I am new to R and I am learning the e1071 packages' svm function.

Following are the few questions I have.

  1. How does the plot function work?

I cannot understand the plotting case with more than 2 factors in the class variable. Like in the line below, why Petal.Width and Petal.Length are chosen as the two dimensions for plotting and how other dimensions affect the result?
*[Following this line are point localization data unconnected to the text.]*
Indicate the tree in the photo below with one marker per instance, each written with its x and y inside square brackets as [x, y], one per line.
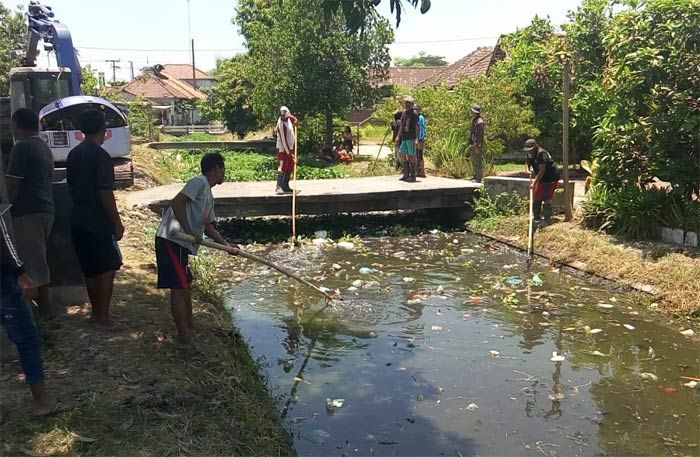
[421, 60]
[313, 63]
[230, 98]
[356, 12]
[13, 38]
[651, 126]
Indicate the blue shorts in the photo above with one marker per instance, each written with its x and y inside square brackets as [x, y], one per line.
[408, 147]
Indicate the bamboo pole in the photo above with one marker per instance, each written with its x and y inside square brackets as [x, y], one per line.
[248, 255]
[531, 228]
[568, 212]
[294, 190]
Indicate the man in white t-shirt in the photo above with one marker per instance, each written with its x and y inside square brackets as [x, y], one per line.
[190, 212]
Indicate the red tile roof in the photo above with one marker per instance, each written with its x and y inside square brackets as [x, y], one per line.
[184, 71]
[411, 76]
[475, 64]
[153, 85]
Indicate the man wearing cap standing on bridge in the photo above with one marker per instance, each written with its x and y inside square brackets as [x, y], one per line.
[544, 180]
[407, 140]
[286, 153]
[476, 142]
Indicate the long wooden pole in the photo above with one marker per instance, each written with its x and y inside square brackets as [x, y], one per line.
[248, 255]
[531, 228]
[294, 190]
[568, 212]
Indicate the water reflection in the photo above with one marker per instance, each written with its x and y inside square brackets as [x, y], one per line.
[446, 358]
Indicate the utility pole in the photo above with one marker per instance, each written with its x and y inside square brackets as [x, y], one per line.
[114, 68]
[568, 212]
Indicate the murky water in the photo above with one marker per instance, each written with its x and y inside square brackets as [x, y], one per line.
[435, 353]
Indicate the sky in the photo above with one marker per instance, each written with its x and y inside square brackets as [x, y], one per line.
[147, 32]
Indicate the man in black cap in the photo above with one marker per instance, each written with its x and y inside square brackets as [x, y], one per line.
[544, 179]
[476, 142]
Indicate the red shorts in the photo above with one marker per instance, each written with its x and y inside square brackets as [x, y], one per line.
[544, 191]
[287, 160]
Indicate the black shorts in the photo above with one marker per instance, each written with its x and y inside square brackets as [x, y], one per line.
[171, 258]
[97, 253]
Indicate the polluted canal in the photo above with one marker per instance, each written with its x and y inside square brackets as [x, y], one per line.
[445, 344]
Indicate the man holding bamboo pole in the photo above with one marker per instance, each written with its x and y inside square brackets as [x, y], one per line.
[190, 212]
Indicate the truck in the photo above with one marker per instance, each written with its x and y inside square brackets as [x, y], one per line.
[55, 95]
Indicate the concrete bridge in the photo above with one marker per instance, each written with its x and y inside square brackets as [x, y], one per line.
[325, 196]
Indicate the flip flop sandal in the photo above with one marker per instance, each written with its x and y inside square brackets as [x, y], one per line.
[57, 408]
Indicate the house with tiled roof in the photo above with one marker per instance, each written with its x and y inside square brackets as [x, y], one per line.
[183, 72]
[172, 98]
[477, 63]
[411, 77]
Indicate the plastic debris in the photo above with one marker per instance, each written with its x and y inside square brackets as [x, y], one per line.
[556, 357]
[649, 376]
[514, 281]
[319, 435]
[348, 246]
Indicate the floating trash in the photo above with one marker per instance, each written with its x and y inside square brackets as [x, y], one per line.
[556, 357]
[348, 246]
[319, 435]
[514, 281]
[649, 376]
[536, 280]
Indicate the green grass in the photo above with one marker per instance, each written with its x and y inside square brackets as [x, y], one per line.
[372, 133]
[243, 166]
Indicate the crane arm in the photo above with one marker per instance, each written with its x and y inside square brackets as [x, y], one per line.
[42, 25]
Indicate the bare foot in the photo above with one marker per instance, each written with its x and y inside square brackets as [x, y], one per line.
[49, 408]
[108, 325]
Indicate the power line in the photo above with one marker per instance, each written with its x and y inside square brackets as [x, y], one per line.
[453, 40]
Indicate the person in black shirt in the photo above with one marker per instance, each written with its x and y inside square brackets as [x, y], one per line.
[95, 223]
[544, 180]
[29, 190]
[407, 141]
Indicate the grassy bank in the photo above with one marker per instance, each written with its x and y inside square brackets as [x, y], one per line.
[671, 271]
[140, 392]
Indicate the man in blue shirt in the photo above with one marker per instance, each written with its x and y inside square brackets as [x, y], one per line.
[420, 145]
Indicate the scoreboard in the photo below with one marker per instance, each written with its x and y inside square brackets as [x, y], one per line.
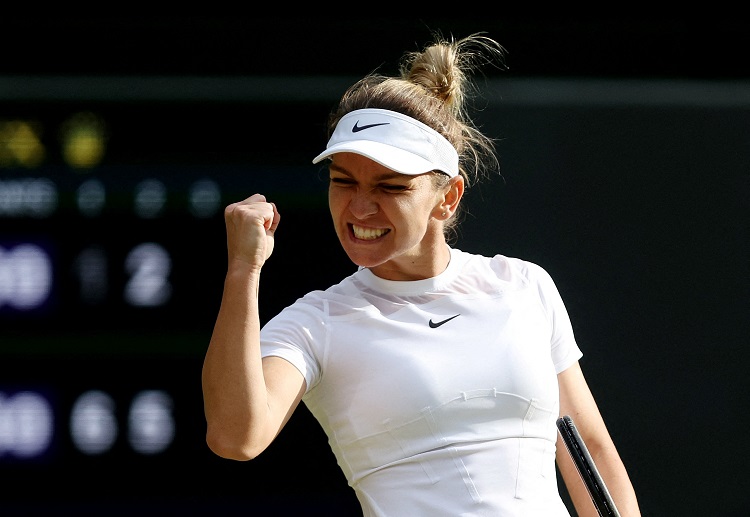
[112, 258]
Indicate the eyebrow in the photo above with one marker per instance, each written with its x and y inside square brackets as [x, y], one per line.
[379, 177]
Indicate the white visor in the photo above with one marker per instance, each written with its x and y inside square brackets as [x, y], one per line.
[394, 140]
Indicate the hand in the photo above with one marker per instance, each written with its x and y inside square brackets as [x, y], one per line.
[251, 225]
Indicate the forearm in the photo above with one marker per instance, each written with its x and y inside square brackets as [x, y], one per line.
[613, 472]
[234, 389]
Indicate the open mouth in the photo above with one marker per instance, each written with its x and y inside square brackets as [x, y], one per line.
[368, 234]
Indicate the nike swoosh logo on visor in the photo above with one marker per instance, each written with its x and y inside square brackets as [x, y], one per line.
[434, 325]
[357, 128]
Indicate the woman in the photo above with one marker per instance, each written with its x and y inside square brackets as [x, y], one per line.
[437, 374]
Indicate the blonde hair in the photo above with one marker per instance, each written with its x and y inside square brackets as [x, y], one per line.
[433, 87]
Moreover, I am also not clear with the slice parameter, what is it and why the values 3 and 4 are set?

plot(model,iris, Petal.Width ~ Petal.Length, slice= list(Sepal.Width=3,Sepal.Length=4))
  1. What is the tune function and how we choose the gamma and cost variables as shown in this example in the cran documentation.

obj <- tune.svm(Species~., data = iris, gamma = 2^(-1:1), cost = 2^(2:4))

Best Answer

I'm not familiar with the plot function of e1071 but I can help with your second question.

The purpose of the tune function is to find the optimal cost and gamma parameters, where by optimal we mean producing the smallest test error rate. In this case the selection is done by a grid search wherein the user supplies a series of values for each tuning parameter and the function estimates the test error rate for each possible combination. In the example above, there are 3 possible gammas and 3 possible costs meaning that there are 9 different combinations of cost and gamma for which the test error rate is to be evaluated. The evaluation of the test error rate is done by k-fold cross validation, with 10 folds being the default. As for what values to provide the tune function, typically one starts with a wide range and then hones in. For example, it is not uncommon to start with $log_{10}$ scale values such as cost = 10^(0:4), gamma = 10^(-4:-1). They happen to have used $log_2$ scale values in the example.